Having thyroid disease introduced me to many fascinating and pioneering practitioners, I've made lifelong friends of amazing and caring fellow thyroid patients. I'm learning how to treasure the days and weeks and months when I feel well, and to never, ever take my health or the health of others for granted.

As for my friend, his thyroid cancer was not be cured, but with his love of life and people and his refusal to focus on the negative, he was certainly healed in his spirit.  He constantly moved forward, while living in the moment, and never looking back. He was truly so much happier than so many people I know who enjoyed far better health than he does.

Acceptance and Choosing How You Live the Rest of Your Life

Struggling to feel well may always be a challenge for those of us with lifelong hypothyroidism -- or any chronic disease for that matter -- but there's one thing that no pill or endocrinologist or herb can change, and that's how we choose to live our lives, and whether our health controls us, or vice versa.

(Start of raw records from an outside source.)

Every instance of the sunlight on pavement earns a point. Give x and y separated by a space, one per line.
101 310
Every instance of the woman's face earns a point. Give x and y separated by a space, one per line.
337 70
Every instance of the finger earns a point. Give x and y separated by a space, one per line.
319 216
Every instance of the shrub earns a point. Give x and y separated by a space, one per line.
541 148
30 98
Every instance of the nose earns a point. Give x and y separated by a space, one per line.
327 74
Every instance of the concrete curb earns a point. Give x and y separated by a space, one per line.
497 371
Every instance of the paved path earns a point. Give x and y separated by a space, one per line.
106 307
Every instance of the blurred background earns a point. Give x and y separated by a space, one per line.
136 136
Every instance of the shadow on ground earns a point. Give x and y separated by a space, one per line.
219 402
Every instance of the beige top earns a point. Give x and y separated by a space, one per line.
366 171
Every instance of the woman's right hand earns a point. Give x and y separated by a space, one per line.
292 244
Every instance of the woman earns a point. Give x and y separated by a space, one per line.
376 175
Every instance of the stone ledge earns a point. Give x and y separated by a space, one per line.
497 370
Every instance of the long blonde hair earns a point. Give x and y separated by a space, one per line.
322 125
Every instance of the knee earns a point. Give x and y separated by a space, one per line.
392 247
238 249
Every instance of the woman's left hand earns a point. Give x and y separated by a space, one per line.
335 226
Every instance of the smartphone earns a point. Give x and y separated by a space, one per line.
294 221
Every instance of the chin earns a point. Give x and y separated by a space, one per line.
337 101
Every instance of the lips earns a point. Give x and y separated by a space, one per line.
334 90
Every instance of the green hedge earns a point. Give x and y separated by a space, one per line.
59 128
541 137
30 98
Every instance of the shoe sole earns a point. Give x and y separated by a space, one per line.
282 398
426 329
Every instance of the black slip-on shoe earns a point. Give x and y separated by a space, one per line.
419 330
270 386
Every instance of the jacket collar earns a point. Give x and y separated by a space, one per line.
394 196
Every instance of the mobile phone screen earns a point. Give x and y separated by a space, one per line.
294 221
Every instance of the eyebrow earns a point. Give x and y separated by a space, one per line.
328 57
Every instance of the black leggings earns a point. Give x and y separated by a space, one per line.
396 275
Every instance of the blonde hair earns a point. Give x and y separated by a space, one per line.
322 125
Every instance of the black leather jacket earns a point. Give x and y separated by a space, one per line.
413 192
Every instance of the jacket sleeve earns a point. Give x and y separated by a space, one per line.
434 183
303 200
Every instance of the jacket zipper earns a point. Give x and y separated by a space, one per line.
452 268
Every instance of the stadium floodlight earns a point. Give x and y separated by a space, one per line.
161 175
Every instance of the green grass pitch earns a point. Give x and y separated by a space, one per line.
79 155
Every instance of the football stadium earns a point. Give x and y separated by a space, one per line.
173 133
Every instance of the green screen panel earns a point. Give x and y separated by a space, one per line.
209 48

  • Can you find a way to focus on moving forward, without being pessimistic or optimistic, but neutral?
  • Can you stop viewing your health as a huge project hanging over your head that must be resolved?
  • Can you find some things that may help you live more in the moment, without giving up hope in the future?

Only you can decide if you have indeed done everything you can do -- and more importantly, want to do -- to feel better. Only you can decide if you have actually given it enough time, tried enough different thyroid medications, seen every practitioner you can, explored diets from low-carb to low-fat to low-cal, dealt with the mind-body aspects of chronic disease, and so on.

If you have truly done everything you personally can do, then the next step is acceptance, and moving on. It's deciding that it is time to focus on being healed, instead of being cured.

The only person who can give you permission to let go and move on is you. But please do know that as you move on, there are many of us moving on right alongside you.